Gwen’s company decides to fire her, telling her that she’s gotten too old, and Gwen comes against all that joblessness and prepare-your-children stuff above.
She can’t find anyone to hire her, and Jules needs both tuition money for her elite school and the camp/group that comes before and with the school that networks her with all the best families, which will almost ensure her success and protect her from the problems of the world around them. Like Gwen’s unemployment. The depression of the women in their building. The homelessness that’s sometime shown. Or the implied sexual exploitation.
In order to get the money, Gwen goes back to the company and tells them to put her through the procedure. That she will be their younger spokesperson. She and Jules together pick her new body. Discuss all the potential side effects. The transition is made. And then she comes home, and we’re a little over halfway through the film. Which I found interesting.
Other movies would have changed her sooner, for the scifi and suspense, or maybe later for the ending pay off, but this movie – though it is certainly a science fiction film – is largely about the relationship between this mother and daughter and the struggles they have together. So you see them struggle as a natural pair, and then as a changed pair.
Nothing. I watched it on my laptop, so it wouldn’t have been a big deal even if there were issues, but the fact is that there’s nothing here to cause any problems.
This is a beautiful movie. For all that it IS science fiction, and you have a unique and futuristic skyline and some fancy hover-police things, most of it is set in their home, in offices, or in a park where Gwen apparently likes to go. There’s a lot of street that is fairly calming.
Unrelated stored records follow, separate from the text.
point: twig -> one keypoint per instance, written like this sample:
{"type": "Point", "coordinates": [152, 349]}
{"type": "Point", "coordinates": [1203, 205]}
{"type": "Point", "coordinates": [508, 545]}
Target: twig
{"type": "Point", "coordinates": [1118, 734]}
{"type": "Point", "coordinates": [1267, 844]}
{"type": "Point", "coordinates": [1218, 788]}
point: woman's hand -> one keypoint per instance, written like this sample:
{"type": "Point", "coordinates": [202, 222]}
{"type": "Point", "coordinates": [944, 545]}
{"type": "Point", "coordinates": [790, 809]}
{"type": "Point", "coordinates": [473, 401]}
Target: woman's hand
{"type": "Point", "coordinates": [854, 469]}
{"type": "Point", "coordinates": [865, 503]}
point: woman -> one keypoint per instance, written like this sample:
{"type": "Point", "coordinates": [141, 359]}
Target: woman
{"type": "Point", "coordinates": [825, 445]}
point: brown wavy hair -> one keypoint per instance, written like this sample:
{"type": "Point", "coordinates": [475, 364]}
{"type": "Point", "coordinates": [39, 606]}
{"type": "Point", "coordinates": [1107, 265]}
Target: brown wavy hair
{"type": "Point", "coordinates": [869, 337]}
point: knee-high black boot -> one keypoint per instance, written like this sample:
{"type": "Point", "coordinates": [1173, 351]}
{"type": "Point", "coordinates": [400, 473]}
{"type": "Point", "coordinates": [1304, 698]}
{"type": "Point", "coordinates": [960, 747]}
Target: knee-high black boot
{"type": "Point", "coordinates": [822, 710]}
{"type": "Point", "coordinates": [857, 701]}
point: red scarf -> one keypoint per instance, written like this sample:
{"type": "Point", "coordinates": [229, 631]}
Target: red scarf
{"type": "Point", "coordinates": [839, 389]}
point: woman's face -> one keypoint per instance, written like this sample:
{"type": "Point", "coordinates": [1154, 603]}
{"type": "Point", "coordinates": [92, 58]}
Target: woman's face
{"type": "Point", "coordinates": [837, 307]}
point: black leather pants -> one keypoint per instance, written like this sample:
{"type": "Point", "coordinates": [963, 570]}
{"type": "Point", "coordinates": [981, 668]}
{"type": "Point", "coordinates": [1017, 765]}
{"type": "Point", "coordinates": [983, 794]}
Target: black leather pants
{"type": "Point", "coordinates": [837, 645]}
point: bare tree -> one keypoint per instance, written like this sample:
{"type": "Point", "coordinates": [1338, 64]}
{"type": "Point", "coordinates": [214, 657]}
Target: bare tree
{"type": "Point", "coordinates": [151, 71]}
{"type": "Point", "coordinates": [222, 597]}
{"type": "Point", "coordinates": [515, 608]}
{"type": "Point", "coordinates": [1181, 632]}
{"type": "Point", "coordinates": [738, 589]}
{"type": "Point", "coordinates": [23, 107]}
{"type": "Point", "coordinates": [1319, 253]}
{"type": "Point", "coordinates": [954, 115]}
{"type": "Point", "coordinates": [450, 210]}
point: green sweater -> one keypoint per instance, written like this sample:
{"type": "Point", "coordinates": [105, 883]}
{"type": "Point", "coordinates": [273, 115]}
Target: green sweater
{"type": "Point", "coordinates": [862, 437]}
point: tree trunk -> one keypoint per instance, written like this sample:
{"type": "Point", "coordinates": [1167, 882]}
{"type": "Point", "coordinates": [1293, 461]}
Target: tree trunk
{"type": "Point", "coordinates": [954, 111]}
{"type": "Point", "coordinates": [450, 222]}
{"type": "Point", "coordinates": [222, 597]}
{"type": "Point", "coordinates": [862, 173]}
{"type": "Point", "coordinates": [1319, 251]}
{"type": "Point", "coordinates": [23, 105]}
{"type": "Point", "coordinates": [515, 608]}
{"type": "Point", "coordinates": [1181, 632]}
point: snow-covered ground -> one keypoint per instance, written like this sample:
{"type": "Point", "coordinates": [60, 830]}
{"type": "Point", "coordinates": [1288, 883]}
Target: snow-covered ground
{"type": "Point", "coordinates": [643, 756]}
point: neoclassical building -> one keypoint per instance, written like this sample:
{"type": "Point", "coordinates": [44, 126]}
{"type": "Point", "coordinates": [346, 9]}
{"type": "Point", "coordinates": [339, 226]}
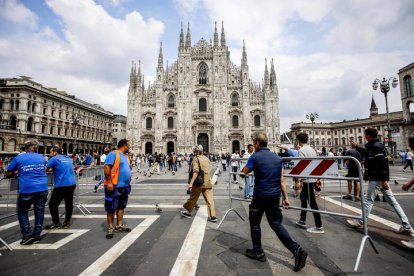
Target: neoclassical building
{"type": "Point", "coordinates": [201, 98]}
{"type": "Point", "coordinates": [54, 117]}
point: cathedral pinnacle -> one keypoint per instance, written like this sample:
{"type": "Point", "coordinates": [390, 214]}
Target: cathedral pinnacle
{"type": "Point", "coordinates": [215, 35]}
{"type": "Point", "coordinates": [244, 55]}
{"type": "Point", "coordinates": [223, 36]}
{"type": "Point", "coordinates": [160, 57]}
{"type": "Point", "coordinates": [181, 46]}
{"type": "Point", "coordinates": [266, 76]}
{"type": "Point", "coordinates": [188, 38]}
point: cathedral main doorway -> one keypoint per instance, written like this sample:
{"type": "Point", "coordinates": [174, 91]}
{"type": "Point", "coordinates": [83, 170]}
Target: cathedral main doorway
{"type": "Point", "coordinates": [236, 146]}
{"type": "Point", "coordinates": [202, 139]}
{"type": "Point", "coordinates": [148, 148]}
{"type": "Point", "coordinates": [170, 147]}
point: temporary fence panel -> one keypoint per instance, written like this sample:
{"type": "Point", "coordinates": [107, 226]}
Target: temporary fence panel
{"type": "Point", "coordinates": [309, 170]}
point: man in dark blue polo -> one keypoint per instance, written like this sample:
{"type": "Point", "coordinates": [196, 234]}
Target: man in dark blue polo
{"type": "Point", "coordinates": [64, 186]}
{"type": "Point", "coordinates": [269, 185]}
{"type": "Point", "coordinates": [32, 190]}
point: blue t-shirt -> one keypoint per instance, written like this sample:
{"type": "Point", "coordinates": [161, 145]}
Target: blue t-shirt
{"type": "Point", "coordinates": [88, 160]}
{"type": "Point", "coordinates": [267, 168]}
{"type": "Point", "coordinates": [32, 173]}
{"type": "Point", "coordinates": [124, 178]}
{"type": "Point", "coordinates": [63, 172]}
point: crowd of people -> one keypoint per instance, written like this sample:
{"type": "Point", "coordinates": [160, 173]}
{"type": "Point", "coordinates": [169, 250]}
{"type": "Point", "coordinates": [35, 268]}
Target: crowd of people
{"type": "Point", "coordinates": [261, 169]}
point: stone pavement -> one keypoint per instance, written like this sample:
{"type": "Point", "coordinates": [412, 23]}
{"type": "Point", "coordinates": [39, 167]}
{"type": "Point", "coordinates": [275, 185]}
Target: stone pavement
{"type": "Point", "coordinates": [167, 244]}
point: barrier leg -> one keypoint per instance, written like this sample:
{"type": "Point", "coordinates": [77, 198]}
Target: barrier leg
{"type": "Point", "coordinates": [361, 248]}
{"type": "Point", "coordinates": [5, 244]}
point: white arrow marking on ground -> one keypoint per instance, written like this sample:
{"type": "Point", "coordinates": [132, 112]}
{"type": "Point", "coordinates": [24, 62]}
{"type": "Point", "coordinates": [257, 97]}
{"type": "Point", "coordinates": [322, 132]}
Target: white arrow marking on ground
{"type": "Point", "coordinates": [187, 260]}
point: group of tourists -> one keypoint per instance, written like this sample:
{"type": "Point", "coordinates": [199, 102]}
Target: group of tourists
{"type": "Point", "coordinates": [258, 164]}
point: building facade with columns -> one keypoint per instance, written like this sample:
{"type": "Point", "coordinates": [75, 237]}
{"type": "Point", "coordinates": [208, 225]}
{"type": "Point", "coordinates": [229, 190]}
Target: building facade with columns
{"type": "Point", "coordinates": [406, 76]}
{"type": "Point", "coordinates": [30, 110]}
{"type": "Point", "coordinates": [338, 135]}
{"type": "Point", "coordinates": [201, 98]}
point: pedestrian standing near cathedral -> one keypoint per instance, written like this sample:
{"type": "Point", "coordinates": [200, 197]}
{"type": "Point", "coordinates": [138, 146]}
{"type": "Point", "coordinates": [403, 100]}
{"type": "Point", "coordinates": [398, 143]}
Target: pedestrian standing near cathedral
{"type": "Point", "coordinates": [64, 184]}
{"type": "Point", "coordinates": [200, 162]}
{"type": "Point", "coordinates": [33, 190]}
{"type": "Point", "coordinates": [117, 187]}
{"type": "Point", "coordinates": [377, 173]}
{"type": "Point", "coordinates": [269, 186]}
{"type": "Point", "coordinates": [308, 189]}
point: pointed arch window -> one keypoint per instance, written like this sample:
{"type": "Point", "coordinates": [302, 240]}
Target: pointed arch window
{"type": "Point", "coordinates": [30, 124]}
{"type": "Point", "coordinates": [202, 105]}
{"type": "Point", "coordinates": [171, 101]}
{"type": "Point", "coordinates": [235, 100]}
{"type": "Point", "coordinates": [257, 120]}
{"type": "Point", "coordinates": [202, 73]}
{"type": "Point", "coordinates": [170, 122]}
{"type": "Point", "coordinates": [149, 122]}
{"type": "Point", "coordinates": [408, 86]}
{"type": "Point", "coordinates": [13, 122]}
{"type": "Point", "coordinates": [235, 121]}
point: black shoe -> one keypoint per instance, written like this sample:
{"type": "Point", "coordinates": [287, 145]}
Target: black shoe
{"type": "Point", "coordinates": [261, 257]}
{"type": "Point", "coordinates": [300, 259]}
{"type": "Point", "coordinates": [25, 240]}
{"type": "Point", "coordinates": [30, 240]}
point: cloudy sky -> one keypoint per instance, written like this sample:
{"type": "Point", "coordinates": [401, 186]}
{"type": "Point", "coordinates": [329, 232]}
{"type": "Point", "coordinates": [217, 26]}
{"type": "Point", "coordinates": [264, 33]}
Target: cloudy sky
{"type": "Point", "coordinates": [326, 52]}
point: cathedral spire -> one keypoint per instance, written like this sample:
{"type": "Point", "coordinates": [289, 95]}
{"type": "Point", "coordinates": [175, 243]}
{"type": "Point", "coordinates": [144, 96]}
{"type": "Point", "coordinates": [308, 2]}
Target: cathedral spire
{"type": "Point", "coordinates": [266, 76]}
{"type": "Point", "coordinates": [188, 37]}
{"type": "Point", "coordinates": [223, 36]}
{"type": "Point", "coordinates": [272, 75]}
{"type": "Point", "coordinates": [160, 57]}
{"type": "Point", "coordinates": [215, 35]}
{"type": "Point", "coordinates": [244, 55]}
{"type": "Point", "coordinates": [181, 46]}
{"type": "Point", "coordinates": [374, 109]}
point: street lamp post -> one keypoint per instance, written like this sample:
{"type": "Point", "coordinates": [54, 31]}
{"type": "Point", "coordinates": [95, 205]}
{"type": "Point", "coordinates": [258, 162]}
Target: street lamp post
{"type": "Point", "coordinates": [385, 88]}
{"type": "Point", "coordinates": [76, 120]}
{"type": "Point", "coordinates": [312, 116]}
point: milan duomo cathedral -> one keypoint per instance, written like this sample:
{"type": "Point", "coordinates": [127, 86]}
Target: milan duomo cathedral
{"type": "Point", "coordinates": [202, 98]}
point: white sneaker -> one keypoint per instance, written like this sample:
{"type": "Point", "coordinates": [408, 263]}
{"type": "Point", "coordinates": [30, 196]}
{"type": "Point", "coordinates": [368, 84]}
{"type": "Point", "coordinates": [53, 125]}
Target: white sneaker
{"type": "Point", "coordinates": [315, 230]}
{"type": "Point", "coordinates": [406, 231]}
{"type": "Point", "coordinates": [355, 223]}
{"type": "Point", "coordinates": [409, 245]}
A lot of attention was paid to color and costuming. Since they didn’t put this science fiction film in space and with laser guns and instead did an almost-the-same-just-a-little-different future, they altered it with a slightly blued tone for most scenes, except those in the park which were brighter. The costuming was great, almost some merging of “mod” fashion (like 1960’s mod) with a bit Victorian elegance and coloring in places. Hard to describe the feeling, exactly, but it all fit quite well.
Characters and Acting
Everyone did very well. Jacqeline Kim was great, of course. She’s not super famous, but I’ve always been rather fond of her. I was really impressed with Samantha Kim, as I generally am with child actors who aren’t terrible. I’ve no idea how old she is, I’m filing her somewhere between 12 and 14, but she does carry a big chunk of the second act, and she doesn’t let it fall.
Also involved in the movie are Jennefer Ehle, who plays Isa, Gwen’s boss. Isa is, of an age with Gwen. She also has daughters. She’s also beautiful, but not in her “prime”. It’s an interesting parallel. Ken Jeong plays the husband of Gwen’s cousin. He doesn’t have a lot of screen time, but coming to him as a Community fan, it was really interesting see him play someone so… not Chang. Finally, Freya Adams, who is Gwen’s second body. A difficult job here, because Jacqueline Kim has a very distict sort of posture and way of movement, but I think Freya did an excellent job at being the “universal” face and young body for Gwen.
Interesting to Note:
This whole movie had me thinking about Kurt Vonnegut. Sort of how Intersteller made me think of A Wrinkle in Time, Advantageious, with its obsessions over population, personal purpose, and mortality very well fell into the box I have in my brain for Vonnegut’s 2BR02B and The Big Trip Up Yonder. Adding in the issues of beauty and family, of the mother-daughter connection, and it had me thinking… yay! Feminist Vonnegut!
Yay! Feminist Vonnegut!
I really liked it. Something about the calm moments meeting the frantic. The beauty of the cinematography meeting the crumbling of emotional security of the characters. Perfect? No. There were a few places where it felt like it was dragging. I kinda wish they’d left out the stuff about the trafficking (did her dad do something to her? is that what they’re saying?!), but on the whole, I loved it.